I started playing piano by ear at age 5. I was already enamored with music even then. Everyone in my family played piano, but my mother played by ear and ironically I only heard her play at my aunts’ or grandmother’s houses because we didn’t own a piano at that particular time. I begged for my parents to buy a piano and they did when I started taking lessons in the 3rd grade. I continued lessons through my senior year in high school, but really got hooked when I started playing in bands in the summer before the ninth grade and that’s what I still do.
Did anyone ever try to talk you out of becoming a musician?
My family, even though they were supportive, really didn’t want me to pursue music as a vocation. They thought I should play more as a hobby. (Should have listened) HA!
What has been your greatest achievement as a musician?
It’s really hard for me to isolate my greatest achievement as a musician because I have been blessed with several. Certainly getting to play and record with so many artists that have been heroes of mine, playing at the Kennedy Center Honors, getting to work and be friends with so many talented people, playing with Little Richard since 1989, and currently serving the Lord by being a member of the Broadmoor Baptist Worship Arts Ministry rate at the top of my achievement list.
How important are music and other art forms in our schools?
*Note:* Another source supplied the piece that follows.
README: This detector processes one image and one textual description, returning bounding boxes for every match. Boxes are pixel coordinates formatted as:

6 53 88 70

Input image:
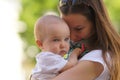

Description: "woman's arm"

It really saddens me when I hear of music and art funding being compromised or even eliminated in some cases. It has been proven that music education improves students test scores. Musicians’ brains work differently and harder than non-musicians. Music lessons can increase IQ. I, for one, really understood music theory and that dramatically helped me in math and vice-versa. Learning music supports all learning and makes one tap into multiple skill sets simultaneously including ear, hand and body muscle, and eye coordination.
What’s next for you?
As far as what is next in my career, I will continue to record and play with various artists and continue to play at Broadmoor Baptist. I own Windy Ridge Music which houses my studio where I record, teach, and write for my publishing company Chazmosis Music. Windy Ridge Studio has been home base to Ted Gainey’s Hill Country Records where we have worked on several projects for his label that have been released from 2012-2014.
“The Mississippi Arts and Entertainment Center will be a welcome addition to help everyone realize what an impact Mississippi Artists have had on music and art in general and help get the secret out that we as a state can really boast; like our new tags say: ‘The Birthplace of America’s Music’.”